Suitcase with wheels for the ladies
In 1972 an American luggage executive unscrewed four castors from a wardrobe and fixed them to a suitcase. Then he put a strap on his contraption and trotted it gleefully around his house. This was how Bernard Sadow invented the world's first rolling suitcase. Suitcases with wheels existed decades before they were "invented" in 1972, but were considered niche products for women. Resistance to the rolling suitcase had everything to do with gender. Sadow, the "official" inventor, described how difficult it was to get any US department store chains to sell it: "At this time, there was this macho feeling. Men used to carry luggage for their wives. It was … the natural thing to do, I guess." Two assumptions about gender were at work here. The first was that no man would ever roll a suitcase because it was simply "unmanly" to do so. The second was about the mobility of women. There was nothing preventing a woman from rolling a suitcase – she had no masculinity to prove. But women didn't travel alone, the industry assumed. If a woman travelled, she would travel with a man who would then carry her bag for her. This is why the industry couldn't see any commercial potential in the rolling suitcase. It took more than 15 years for the invention to go mainstream. In the 1984 Hollywood film Romancing the Stone, a rolling suitcase is featured as something of a silly feminine thing. Kathleen Turner's character insists on bringing her wheeled suitcase to the jungle, to the great annoyance of Michael Douglas. (Via The Guardian)

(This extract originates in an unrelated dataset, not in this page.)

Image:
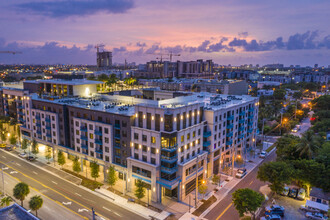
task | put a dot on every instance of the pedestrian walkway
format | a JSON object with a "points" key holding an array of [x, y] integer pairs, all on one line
{"points": [[224, 188]]}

Mini breakthrough in cancer medicine
A simple blood test that can detect more than 50 types of cancer before any clinical signs or symptoms of the disease emerge in a person is accurate enough to be rolled out as a screening test, according to scientists. The test, which is also being piloted by NHS England in the autumn, is aimed at people at higher risk of the disease including patients aged 50 or older. It is able to identify many types of the disease that are difficult to diagnose in the early stages such as head and neck, ovarian, pancreatic, oesophageal and some blood cancers.